And Hiero said, “That is not how these things stand, Simonides, but know well that tyrants have much less enjoyment than private persons who live within measure, and have many more and much greater pains.”
(9) “What you are saying is incredible,” said Simonides. “For if things were that way, how could many desire to be tyrants, with this applying even to those believed to be men of great capacity? How could everyone be emulous6 of tyrants?”
(10) “Because, by Zeus,” said Hiero, “they are considering the issue without experience of both activities. But I will try to teach you that the things I am saying are true, starting from sight—for I believe I remember you too starting to speak from there. (11) First, when I reflect on the spectacles contemplated through sight, I find the tyrants get less.7 There are different spectacles worth contemplating in different places, and private persons can travel to each of them, and to whichever cities they want, for the sake of spectacles, and also to the common festivals,8 where the spectacles human beings believe are most worth contemplating are gathered together. (12) But the tyrants have little to do with contemplating. For it is not safe for them to go where they will not be stronger than those who will be present, nor are their possessions at home so secure that they can turn them over to others to go on a trip.
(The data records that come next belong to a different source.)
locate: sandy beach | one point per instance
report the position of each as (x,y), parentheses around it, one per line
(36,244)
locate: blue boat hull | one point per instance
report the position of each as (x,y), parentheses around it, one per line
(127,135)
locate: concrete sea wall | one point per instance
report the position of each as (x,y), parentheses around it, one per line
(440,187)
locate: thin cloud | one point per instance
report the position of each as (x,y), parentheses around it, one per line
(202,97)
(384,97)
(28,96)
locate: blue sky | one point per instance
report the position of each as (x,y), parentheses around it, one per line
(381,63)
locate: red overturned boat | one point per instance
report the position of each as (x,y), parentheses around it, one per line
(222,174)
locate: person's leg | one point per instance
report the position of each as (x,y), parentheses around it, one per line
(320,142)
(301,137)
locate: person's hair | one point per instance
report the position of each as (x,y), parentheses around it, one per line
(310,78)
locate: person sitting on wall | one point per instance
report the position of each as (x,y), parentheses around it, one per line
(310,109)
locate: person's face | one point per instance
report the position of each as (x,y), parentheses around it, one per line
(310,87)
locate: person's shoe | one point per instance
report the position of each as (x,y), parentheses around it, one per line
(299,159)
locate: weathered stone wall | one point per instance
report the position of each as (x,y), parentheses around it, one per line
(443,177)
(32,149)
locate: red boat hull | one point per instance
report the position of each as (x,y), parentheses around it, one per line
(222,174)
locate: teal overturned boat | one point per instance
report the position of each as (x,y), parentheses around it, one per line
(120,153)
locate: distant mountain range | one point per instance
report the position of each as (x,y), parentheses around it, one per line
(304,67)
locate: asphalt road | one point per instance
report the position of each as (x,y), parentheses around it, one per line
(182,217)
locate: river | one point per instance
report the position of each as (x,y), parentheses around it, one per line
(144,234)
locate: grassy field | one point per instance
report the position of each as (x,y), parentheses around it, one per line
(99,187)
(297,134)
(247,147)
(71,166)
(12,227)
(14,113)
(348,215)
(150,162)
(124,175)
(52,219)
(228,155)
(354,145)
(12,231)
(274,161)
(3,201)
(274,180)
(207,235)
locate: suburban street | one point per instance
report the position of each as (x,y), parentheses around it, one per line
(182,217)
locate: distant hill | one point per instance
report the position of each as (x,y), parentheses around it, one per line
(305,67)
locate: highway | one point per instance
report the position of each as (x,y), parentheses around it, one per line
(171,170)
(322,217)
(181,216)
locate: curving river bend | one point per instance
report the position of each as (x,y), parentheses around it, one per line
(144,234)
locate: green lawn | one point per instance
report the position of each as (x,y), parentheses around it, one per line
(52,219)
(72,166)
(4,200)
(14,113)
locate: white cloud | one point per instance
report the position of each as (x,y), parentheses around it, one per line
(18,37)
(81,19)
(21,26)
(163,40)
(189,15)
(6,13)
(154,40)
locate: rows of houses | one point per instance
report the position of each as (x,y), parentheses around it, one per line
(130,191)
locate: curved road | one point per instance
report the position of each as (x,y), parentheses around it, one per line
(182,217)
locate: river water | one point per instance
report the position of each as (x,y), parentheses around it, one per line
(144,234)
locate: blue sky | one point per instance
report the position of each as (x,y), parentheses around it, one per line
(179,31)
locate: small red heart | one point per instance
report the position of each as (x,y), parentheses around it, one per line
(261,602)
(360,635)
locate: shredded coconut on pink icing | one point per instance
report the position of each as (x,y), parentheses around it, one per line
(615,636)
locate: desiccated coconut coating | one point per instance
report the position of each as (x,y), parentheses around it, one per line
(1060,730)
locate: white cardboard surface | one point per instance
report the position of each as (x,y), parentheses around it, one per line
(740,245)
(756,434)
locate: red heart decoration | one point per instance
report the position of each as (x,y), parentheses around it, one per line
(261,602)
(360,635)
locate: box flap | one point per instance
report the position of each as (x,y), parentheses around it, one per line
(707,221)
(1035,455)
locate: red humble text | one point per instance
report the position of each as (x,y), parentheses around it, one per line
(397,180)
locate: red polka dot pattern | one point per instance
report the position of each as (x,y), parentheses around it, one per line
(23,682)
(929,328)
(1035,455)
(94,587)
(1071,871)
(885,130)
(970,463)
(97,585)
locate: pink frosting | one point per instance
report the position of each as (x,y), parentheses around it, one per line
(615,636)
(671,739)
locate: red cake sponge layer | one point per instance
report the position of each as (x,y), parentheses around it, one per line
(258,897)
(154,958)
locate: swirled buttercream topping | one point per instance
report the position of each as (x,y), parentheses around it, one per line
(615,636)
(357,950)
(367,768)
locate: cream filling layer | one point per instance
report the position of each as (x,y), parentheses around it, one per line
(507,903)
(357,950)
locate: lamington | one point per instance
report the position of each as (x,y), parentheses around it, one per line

For it is to be feared that they might both be deprived of the rule and become powerless to take revenge on those who perpetrate the injustice. (13) Now perhaps you will say, ‘But things of this sort come to them while they remain at home.’ But, by Zeus, Simonides, only a few of the many, and these are at such a price to the tyrants that the exhibitioners, whatever they present, expect to leave the tyrant after getting much more in a short time than they obtain in their entire life from the rest of human beings.”
(14) And Simonides said, “But if you9 get less of spectacles, surely through hearing you get more, since of the most pleasant thing to hear, praise, you are never in short supply. For all in attendance on you praise whatever you say and whatever you do. And the harshest thing to hear, blame, you do not hear; for no one is willing to accuse a tyrant before his eyes.”
(15) “And how do you think,” Hiero said, “those who say nothing bad can be enjoyed when one knows clearly that these silent persons are all thinking of nothing but bad things for the tyrant? And how do you believe those who praise can be enjoyed when they are under the suspicion of feigning their praises for the sake of flattery?”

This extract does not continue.